On Wednesday, SB Nation published a feature by Jon Bois called The NFL Combine's New Wonderlic Test, Designed To Measure Grown-Ass Adulthood. As the title suggests -- and the ensuing article confirms -- it was a work of parody, something that Wonderlic's legal team ignored with their claim of intellectual property infringement.
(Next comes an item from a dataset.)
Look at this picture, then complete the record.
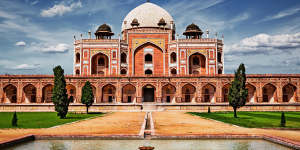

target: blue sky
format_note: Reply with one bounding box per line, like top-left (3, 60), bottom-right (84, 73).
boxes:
top-left (0, 0), bottom-right (300, 75)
Here's the crux of the nastygram sent by their lawyer, David W. Arnold (the "W" is for Willis, awesomely enough).
In reviewing the article, it is obvious that a reasonable reader my [sic] conclude that this test is a Wonderlic product, which obviously is not the case.
So if Bois' test is "obviously" not a Wonderlic product, then a reasonable reader certainly wouldn't confuse it for one. ("Case dismissed!" -- Every simpleton who never even took Introduction to Logic in college.)
Listen, we at SB Nation respect intellectual property, and that's why Bois has appended his post with a clarification stating that his test -- which included a "Dishwasher-safe Shrek 3 cup you got from Taco Bell" as a possible answer -- is not an actual Wonderlic product.
But there's something troubling about this habit of companies siccing their lawyers at the Internet any time a small-time comedian creates something original and funny and, yes, parodical. Parody has time and again been protected by U.S. courts at all levels, even if (and especially when) the parody is crude. Notable examples include Carol Burnett losing her suit against the TV show Family Guy, Campbell v. Acuff-Rose Music, Walt Disney Productions v. Air Pirates, and of course Hustler Magazine v. Falwell.
I'm familiar with these cases because last fall, NFL wide receiver Bernard Berrian and his PR and legal teams tried to bully me into removing a satirical post I wrote for the NFL humor blog Kissing Suzy Kolber. The result after I hired a lawyer? The post still exists online, Berrian is no longer on an NFL team, and his PR rep now has a private twitter account. Don't step to the Internet, y'all.
But we at SB Nation wish to avoid that kind of ugliness at all costs. That's why I've developed some ideas for new Wonderlic tests that I'm offering to the company free of charge. Yes, COMPLETELY FREE! It's not the best business move on my part, but I hope that this humble offering can heal the wounds caused by our rogue satirists.
We're EVER so sorry, Wonderlic! If you should take objection to this post as well, I will happily continue to write about it in a public forum. No such thing as bad publicity, right?